I trained two neural networks with Keras
: a MLP
and a Bidirectional LSTM
.
My task is to predict the words order in a sentence, so for each word, the neural network has to output a real number. When a sentence with N words is processed, the N reals number in the output are ranked in order to obtain integer numbers representing words position.
I'm using same dataset and same preprocessing on the dataset.

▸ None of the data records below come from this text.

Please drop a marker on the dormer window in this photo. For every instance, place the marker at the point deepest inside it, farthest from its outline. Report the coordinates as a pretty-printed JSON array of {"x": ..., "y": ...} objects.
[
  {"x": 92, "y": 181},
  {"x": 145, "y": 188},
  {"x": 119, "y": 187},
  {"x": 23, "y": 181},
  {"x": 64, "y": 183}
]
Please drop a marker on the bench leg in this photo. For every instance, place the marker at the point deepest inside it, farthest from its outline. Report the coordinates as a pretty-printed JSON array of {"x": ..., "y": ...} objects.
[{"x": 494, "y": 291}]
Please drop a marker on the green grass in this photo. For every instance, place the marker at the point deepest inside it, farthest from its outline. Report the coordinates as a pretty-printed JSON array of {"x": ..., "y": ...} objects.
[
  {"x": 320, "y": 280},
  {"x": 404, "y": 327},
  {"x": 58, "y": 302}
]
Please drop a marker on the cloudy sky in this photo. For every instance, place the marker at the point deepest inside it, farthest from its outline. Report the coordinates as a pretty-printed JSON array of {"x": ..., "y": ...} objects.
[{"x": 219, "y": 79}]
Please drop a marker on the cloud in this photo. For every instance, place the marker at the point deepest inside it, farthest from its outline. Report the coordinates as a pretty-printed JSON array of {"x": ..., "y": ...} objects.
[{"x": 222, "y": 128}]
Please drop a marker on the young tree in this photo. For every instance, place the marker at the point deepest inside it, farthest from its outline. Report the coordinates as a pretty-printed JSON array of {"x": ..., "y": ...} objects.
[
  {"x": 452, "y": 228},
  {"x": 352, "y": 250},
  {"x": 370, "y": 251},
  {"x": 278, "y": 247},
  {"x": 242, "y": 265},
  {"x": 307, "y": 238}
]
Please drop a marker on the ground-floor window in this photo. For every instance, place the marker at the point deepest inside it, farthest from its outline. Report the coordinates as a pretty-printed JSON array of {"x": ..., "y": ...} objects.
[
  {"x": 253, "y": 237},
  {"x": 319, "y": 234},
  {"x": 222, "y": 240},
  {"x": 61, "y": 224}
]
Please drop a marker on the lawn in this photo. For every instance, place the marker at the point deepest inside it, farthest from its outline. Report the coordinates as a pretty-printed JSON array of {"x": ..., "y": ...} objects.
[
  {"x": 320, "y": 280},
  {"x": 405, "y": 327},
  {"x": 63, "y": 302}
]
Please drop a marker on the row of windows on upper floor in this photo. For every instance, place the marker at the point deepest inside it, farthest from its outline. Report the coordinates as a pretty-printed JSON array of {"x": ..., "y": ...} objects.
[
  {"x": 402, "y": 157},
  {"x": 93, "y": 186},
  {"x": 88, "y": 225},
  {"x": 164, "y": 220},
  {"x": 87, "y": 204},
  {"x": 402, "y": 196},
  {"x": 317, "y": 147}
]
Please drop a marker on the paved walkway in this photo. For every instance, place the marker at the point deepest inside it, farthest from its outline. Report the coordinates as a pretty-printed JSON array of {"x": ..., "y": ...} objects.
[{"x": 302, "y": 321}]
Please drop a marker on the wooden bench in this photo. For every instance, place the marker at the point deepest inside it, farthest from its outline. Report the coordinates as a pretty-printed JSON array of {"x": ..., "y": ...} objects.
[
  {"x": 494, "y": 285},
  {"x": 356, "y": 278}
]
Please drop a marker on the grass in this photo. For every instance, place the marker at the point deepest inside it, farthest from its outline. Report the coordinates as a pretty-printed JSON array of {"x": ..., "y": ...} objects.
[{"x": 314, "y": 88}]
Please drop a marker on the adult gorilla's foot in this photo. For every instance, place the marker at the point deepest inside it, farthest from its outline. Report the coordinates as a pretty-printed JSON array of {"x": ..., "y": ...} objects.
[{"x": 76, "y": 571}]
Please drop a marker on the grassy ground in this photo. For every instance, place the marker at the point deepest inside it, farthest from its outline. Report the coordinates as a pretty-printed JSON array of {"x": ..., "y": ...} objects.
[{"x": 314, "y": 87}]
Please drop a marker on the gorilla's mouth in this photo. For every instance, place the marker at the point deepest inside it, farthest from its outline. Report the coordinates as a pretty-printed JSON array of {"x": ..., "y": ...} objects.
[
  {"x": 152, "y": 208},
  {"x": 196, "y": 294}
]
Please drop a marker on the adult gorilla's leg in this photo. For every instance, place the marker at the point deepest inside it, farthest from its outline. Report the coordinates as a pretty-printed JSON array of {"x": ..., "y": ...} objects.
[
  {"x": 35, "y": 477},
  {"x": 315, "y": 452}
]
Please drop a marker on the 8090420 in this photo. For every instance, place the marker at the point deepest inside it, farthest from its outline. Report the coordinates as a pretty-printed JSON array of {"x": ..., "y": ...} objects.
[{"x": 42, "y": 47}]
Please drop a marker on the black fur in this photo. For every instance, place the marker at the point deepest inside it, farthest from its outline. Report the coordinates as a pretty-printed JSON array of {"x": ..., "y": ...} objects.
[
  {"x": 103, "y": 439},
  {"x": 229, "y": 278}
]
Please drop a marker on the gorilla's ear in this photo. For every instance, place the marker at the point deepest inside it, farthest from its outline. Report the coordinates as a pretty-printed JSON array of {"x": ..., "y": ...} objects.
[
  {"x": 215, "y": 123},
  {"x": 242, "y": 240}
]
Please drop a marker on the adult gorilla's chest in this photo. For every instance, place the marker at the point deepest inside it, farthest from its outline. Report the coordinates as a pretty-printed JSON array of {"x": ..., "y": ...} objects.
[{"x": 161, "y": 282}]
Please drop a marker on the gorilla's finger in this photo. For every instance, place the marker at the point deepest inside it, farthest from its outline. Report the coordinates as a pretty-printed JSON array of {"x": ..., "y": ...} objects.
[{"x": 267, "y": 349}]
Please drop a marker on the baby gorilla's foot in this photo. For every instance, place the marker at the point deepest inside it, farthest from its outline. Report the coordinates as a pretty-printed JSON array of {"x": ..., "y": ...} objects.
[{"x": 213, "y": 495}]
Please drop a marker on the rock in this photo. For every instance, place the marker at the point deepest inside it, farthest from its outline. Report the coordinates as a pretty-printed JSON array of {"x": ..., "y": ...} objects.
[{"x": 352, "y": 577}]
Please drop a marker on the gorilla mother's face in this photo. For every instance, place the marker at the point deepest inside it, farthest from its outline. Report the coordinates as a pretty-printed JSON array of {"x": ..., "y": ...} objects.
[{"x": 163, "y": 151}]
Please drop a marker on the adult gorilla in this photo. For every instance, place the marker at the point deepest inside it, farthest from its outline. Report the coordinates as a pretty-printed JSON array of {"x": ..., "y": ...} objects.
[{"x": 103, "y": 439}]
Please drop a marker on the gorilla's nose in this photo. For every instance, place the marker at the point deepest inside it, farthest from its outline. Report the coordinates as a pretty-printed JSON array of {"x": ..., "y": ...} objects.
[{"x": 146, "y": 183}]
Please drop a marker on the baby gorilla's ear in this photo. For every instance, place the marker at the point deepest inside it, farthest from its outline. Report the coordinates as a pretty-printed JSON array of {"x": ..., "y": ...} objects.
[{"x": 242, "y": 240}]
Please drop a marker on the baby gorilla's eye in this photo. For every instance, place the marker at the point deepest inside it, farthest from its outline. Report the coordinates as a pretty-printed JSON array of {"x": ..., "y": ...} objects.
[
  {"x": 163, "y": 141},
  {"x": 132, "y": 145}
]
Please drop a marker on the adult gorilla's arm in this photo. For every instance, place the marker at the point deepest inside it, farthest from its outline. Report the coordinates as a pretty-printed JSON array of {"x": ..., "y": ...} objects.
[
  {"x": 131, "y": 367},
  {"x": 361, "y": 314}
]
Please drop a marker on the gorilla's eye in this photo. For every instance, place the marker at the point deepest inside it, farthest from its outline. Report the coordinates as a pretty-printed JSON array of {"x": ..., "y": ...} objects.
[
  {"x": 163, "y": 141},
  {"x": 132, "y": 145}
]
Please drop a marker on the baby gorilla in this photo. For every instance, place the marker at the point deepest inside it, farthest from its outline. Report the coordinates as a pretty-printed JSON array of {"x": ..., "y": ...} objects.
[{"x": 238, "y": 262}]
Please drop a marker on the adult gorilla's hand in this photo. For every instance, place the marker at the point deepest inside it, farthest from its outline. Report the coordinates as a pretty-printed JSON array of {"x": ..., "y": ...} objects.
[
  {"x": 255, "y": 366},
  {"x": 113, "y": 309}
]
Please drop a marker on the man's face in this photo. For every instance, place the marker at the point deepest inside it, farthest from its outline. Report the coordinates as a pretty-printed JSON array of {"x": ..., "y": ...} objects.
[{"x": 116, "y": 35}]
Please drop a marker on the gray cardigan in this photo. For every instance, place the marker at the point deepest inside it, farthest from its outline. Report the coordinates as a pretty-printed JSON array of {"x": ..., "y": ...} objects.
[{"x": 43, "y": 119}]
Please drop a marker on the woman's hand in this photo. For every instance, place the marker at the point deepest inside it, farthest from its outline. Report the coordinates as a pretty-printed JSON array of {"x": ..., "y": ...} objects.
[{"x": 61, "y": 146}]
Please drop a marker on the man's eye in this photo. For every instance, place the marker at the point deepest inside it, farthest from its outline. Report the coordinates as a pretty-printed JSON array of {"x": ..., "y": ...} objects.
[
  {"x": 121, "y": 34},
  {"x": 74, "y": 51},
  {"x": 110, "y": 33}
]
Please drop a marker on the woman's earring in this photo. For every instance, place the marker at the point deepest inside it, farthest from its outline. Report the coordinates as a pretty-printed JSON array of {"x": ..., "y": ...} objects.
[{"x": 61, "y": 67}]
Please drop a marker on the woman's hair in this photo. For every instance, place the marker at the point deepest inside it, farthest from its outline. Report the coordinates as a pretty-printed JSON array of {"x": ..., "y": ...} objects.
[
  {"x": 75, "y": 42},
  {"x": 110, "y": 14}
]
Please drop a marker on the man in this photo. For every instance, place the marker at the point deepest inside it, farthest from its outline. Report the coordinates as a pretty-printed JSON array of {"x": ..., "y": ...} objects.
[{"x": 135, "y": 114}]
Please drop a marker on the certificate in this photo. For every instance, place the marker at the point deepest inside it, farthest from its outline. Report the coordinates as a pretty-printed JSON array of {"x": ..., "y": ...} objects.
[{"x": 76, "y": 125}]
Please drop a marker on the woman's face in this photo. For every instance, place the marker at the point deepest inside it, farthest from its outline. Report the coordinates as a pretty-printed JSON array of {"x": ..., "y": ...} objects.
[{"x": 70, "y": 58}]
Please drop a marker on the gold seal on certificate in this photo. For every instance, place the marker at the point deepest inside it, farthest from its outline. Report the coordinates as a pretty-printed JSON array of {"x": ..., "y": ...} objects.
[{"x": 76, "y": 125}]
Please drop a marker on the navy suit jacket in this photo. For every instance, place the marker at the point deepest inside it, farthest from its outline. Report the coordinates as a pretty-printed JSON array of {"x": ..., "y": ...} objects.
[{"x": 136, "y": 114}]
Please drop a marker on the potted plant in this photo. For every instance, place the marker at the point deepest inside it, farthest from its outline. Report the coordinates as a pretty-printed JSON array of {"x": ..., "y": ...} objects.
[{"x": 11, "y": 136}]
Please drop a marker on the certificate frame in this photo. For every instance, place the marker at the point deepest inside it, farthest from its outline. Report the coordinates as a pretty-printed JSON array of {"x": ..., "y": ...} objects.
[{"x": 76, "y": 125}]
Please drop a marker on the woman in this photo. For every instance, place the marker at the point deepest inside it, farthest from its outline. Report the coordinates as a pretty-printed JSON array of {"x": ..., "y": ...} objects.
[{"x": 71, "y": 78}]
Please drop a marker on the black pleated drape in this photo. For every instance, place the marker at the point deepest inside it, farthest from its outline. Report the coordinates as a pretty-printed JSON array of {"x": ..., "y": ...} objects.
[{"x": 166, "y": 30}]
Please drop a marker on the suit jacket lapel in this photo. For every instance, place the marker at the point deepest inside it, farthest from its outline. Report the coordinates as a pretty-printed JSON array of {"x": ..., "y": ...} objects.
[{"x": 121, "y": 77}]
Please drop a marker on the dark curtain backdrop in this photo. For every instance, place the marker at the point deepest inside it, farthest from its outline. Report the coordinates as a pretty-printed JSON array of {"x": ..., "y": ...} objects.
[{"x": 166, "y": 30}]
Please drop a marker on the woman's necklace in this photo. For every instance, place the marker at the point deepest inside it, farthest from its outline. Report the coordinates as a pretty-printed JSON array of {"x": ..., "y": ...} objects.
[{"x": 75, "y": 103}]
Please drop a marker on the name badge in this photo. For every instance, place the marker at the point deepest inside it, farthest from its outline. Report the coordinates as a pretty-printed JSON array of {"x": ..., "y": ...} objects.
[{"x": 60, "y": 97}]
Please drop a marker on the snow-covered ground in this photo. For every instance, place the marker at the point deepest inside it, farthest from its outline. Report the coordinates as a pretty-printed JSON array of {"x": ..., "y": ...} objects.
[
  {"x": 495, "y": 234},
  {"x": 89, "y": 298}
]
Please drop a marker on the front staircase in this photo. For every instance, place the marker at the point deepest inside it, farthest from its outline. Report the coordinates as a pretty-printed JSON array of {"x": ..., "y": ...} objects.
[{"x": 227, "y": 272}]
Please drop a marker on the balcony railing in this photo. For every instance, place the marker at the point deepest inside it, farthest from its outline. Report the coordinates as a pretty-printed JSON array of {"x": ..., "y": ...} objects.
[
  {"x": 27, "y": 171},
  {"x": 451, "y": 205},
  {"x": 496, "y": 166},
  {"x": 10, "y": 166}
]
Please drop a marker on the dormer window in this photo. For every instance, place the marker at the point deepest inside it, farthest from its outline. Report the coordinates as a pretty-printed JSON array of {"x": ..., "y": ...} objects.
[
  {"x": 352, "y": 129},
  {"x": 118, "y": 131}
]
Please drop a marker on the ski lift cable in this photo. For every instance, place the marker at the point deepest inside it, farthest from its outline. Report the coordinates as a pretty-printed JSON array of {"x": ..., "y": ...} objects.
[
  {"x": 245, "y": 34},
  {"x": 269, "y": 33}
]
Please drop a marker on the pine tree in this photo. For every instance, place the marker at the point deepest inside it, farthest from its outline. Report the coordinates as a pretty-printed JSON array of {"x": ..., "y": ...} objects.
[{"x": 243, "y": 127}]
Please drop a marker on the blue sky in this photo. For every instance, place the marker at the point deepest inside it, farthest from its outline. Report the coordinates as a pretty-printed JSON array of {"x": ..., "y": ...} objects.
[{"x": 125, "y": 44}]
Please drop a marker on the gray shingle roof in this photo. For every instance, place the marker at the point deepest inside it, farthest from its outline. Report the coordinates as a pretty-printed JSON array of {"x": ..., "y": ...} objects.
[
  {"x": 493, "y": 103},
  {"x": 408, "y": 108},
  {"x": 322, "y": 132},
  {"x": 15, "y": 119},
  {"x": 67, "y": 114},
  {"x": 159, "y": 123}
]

The only different thing is that in the LSTM
dataset I added padding to get the sequences of the same length.
In the prediction phase, with LSTM
, I exclude the predictions created from padding vectors, since I masked them in the training phase.
MLP architecture:
mlp = keras.models.Sequential()
# add input layer
mlp.add(
keras.layers.Dense(
units=training_dataset.shape[1],
input_shape = (training_dataset.shape[1],),
kernel_initializer=keras.initializers.RandomUniform(minval=-0.05, maxval=0.05, seed=None),
activation='relu')
)
# add hidden layer
mlp.add(
keras.layers.Dense(
units=training_dataset.shape[1] + 10,
input_shape = (training_dataset.shape[1] + 10,),
kernel_initializer=keras.initializers.RandomUniform(minval=-0.05, maxval=0.05, seed=None),
bias_initializer='zeros',
activation='relu')
)
# add output layer
mlp.add(
keras.layers.Dense(
units=1,
input_shape = (1, ),
kernel_initializer=keras.initializers.RandomUniform(minval=-0.05, maxval=0.05, seed=None),
bias_initializer='zeros',
activation='linear')
)
Bidirection LSTM architecture:
model = tf.keras.Sequential()
model.add(Masking(mask_value=0., input_shape=(timesteps, features)))
model.add(Bidirectional(LSTM(units=20, return_sequences=True), input_shape=(timesteps, features)))
model.add(Dropout(0.2))
model.add(Dense(1, activation='linear'))
The task is much better solvable with an LSTM, which should capture dependencies between words well.
However, with the MLP
I achieve good results, but with LSTM
the results are very bad.
Since I'm a beginner, could someone understand what is wrong with my LSTM
architecture? I'm going out of head.
Thanks in advance.